Effects of Behavior Support Team Composition on the Technical Adequacy and Contextual Fit of Behavior Support Plans

Abstract
This study examined how the composition of a behavior support team affected use of assessment information in the design of behavior support plans. Specifically, we examined if typical teams designed behavior support plans that differed in (a) technical adequacy and/or (b) contextual fit when (1) teams did not include behavior specialists, (2) teams included behavior specialists, or (3) behavior specialists worked alone. Fifty-eight school personnel on 12 behavior support teams from typical elementary schools and 6 behavior specialists participated in the study.

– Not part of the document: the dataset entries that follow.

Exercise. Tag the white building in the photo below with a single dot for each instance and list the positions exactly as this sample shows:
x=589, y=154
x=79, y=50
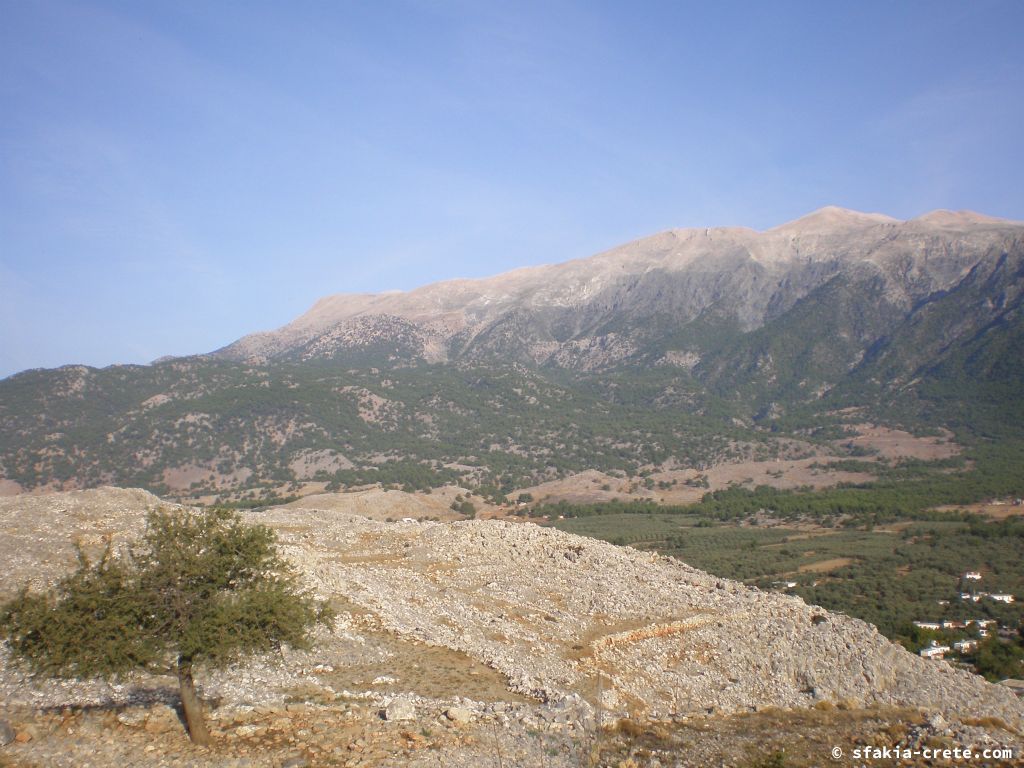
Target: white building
x=934, y=650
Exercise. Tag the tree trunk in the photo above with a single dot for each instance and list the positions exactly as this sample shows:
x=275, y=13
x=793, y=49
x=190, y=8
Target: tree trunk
x=192, y=706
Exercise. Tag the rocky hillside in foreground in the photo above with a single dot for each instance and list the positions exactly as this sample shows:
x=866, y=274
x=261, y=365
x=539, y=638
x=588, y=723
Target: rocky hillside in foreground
x=687, y=348
x=513, y=625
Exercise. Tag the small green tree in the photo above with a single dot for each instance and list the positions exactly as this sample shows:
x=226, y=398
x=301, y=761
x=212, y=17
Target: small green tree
x=199, y=588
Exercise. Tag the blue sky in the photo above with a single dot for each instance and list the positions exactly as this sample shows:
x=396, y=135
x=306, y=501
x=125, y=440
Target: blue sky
x=174, y=175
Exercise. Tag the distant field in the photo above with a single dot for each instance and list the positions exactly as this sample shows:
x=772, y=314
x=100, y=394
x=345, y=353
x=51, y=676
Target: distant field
x=890, y=577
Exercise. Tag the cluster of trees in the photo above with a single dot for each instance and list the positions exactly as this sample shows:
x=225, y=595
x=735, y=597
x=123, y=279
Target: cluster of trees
x=199, y=590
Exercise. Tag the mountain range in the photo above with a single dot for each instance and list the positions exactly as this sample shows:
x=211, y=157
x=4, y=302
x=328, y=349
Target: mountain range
x=683, y=347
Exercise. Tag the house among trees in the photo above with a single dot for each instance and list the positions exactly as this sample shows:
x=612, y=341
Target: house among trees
x=934, y=651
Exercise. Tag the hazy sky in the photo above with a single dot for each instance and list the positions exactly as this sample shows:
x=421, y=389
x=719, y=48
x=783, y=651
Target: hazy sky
x=176, y=174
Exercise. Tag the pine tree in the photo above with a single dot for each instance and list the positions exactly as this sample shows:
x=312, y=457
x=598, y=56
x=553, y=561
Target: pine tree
x=199, y=588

Vignettes describing hypothetical students with functional behavior assessment outcome information were used to develop 36 behavior support plans (12 by teams alone, 12 by specialists alone, and 12 by teams with specialists). Results were assessed by 3 expert behavior analysts for technical adequacy and by all 64 team members for contextual fit. Technical adequacy tended to be rated high if specialists alone or teams including a specialist designed the plan. Contextual fit tended to be rated high when teams alone or teams including a specialist designed the plan. Team members ranked plans developed by the team alone and plans developed by the team with a specialist as preferred for implementation over plans developed by a specialist alone. Implications for the selection of behavior support team membership are discussed.